The rate of inflation dipped last month, according to official figures, offering hope to households that recent pressure on budgets could begin to ease.
Inflation fell back to 10.1% in March, returning to decline after a surprise rise to 10.4% in the previous month.
Nevertheless, the decrease was less than most economists had expected and will provide scant relief for households, who witnessed another surge in the price of everyday essentials such as bread.
– Does falling inflation mean prices are going down?
Sadly, the figures mean that prices are still going up.
It means that prices were 10.1% higher in March than they were over the same month last year.
Prices are still rising but the rate of this increase has slowed down slightly.
– Why did inflation ease in March?
A key factor for inflation readings is timing. Data for this March was compared with the same month last year, meaning that products which saw their price spike March last year could help contribute to lower inflation this time.
The Russian invasion of Ukraine in late February 2022 caused the price of motor fuel and heating oil to jump shortly after.
As a result, the new data from the Office for National Statistics (ONS) showed that current fuel prices have dropped in comparison, driving the ease in overall inflation.
Other products such as furniture and clothing have seen prices continue to rise but at a slower rate than in February, also contributing to the fall.
– Is the worst behind us?
Last month, the Bank of England said it believed that we have passed peak inflation and these figures help point towards this.
The rate has eased back from a peak of 11.1% in October and is predicted to fall more sharply soon.
Lower petrol prices and an easing to global supply chain disruption are expected to support a continued decline in overall inflation.
Meanwhile, a drop in energy prices is expected to contribute to a significant fall for April.
However, the continued price cap at £2,500 annually for a typical home means households will feel little change.
The latest figure also means that inflation has returned to the same rate it saw in January, meaning that despite expectations of a notable cool-down, little progress has been made after a surprise increase to inflation was recorded for February.
The Office for Budget Responsibility (OBR) has predicted that inflation will fall to 2.9% by the end of 2023.
It is hoped that falling global commodity prices will start to bring down food price inflation soon, although supermarket bosses have indicated that inflation in the sector is still not over.
Households are also expected to first feel the benefit of falling energy prices in July, when a new energy price cap is announced.
The most recent projection from experts at Cornwall Insight was that the cap for a typical home could drop to £2,024.58 from July. Households are currently paying an average of £2,500 due to Government support.
Cornwall is predicting a similar rate in October, when the cap will again be readjusted. Households will be likely to see a clearer benefit at this time due to higher usage of energy to keep their homes warm.
– Will inflation hit Government targets?
The OBR has predicted inflation will reach 2.9% by the end of the year but Prime Minister Rishi Sunak and Chancellor Jeremy Hunt announced a more modest target.
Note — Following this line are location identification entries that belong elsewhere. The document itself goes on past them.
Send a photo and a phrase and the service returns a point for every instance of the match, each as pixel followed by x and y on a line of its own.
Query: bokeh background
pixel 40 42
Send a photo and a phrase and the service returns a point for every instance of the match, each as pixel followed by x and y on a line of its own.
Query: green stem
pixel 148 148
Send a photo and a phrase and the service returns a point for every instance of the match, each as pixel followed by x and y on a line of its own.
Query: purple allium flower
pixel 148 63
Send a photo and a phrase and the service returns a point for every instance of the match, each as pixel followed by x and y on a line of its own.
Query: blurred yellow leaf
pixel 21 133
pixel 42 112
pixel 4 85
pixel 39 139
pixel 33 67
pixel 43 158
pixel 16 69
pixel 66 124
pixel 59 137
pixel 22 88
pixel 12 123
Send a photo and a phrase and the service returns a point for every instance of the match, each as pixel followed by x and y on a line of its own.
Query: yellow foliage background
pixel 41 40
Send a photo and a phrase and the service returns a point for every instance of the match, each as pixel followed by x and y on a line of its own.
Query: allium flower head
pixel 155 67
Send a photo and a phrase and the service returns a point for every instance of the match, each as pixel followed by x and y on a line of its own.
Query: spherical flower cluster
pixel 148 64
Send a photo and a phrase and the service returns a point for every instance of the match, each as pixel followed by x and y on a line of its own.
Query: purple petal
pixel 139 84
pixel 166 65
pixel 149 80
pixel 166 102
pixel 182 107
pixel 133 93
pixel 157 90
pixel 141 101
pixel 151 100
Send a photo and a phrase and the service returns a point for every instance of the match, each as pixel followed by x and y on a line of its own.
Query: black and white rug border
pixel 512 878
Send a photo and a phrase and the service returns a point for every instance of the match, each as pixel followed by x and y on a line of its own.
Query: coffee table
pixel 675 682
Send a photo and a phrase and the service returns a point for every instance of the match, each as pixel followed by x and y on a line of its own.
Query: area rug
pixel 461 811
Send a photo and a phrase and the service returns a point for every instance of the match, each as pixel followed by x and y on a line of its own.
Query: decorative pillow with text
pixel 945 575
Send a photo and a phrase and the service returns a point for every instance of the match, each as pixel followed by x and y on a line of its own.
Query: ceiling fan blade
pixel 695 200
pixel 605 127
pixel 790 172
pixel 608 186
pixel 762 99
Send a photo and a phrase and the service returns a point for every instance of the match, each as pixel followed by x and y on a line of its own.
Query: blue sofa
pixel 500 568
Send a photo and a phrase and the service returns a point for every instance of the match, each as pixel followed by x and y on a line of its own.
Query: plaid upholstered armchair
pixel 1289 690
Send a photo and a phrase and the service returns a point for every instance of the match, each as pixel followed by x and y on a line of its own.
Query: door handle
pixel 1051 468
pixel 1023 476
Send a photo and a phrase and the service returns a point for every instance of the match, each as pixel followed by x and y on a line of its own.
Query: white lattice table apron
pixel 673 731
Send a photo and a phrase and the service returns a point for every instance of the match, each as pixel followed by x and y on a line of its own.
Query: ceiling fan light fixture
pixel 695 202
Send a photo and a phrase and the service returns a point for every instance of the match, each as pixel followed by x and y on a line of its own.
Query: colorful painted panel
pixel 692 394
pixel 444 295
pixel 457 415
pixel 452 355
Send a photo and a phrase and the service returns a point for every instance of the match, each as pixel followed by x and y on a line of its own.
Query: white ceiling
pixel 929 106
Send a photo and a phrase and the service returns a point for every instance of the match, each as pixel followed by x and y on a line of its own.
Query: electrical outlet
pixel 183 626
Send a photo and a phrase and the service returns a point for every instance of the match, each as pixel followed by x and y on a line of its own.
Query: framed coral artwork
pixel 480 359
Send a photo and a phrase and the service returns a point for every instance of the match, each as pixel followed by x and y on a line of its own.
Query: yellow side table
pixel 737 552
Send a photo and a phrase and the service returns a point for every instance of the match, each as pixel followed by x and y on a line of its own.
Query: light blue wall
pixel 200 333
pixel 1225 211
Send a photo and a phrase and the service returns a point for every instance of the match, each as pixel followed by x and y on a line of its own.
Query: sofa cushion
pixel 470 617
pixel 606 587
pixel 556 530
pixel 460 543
In January, Mr Hunt pledged to “halve inflation” over the year.
Inflation has now returned to the level seen in January, meaning little progress has been made on this target.
It will take months before it is clear whether the Government could miss this but economists have said the target currently looks a distance away.
Ed Monk, associate director of personal investing at Fidelity International, said: “The Government promise to halve inflation, and the OBR forecast of it hitting 2.9% by the year’s end, both look a long way off.”
– Are wages keeping up with inflation?
Sadly not. The cost crisis is being compounded by the fact that pay rises are failing to match price hikes.
However, this marked a 3.4% decline with CPI inflation taken into account over the period.
– What does falling inflation mean for interest rates?
The Bank of England has increased interest rates for 11 consecutive decisions, with its latest hike taking rates to 4.25%.
It has said the increases are designed to help drive inflation lower.
Some economists had predicted in March that the most recent Bank rise could be the last.
However, experts, such as Abrdn’s senior economist Luke Bartholomew, said that the latest data means another increase to 4.5% is “likely” when the central bank meets again next month, putting further pressure on some mortgage-holders.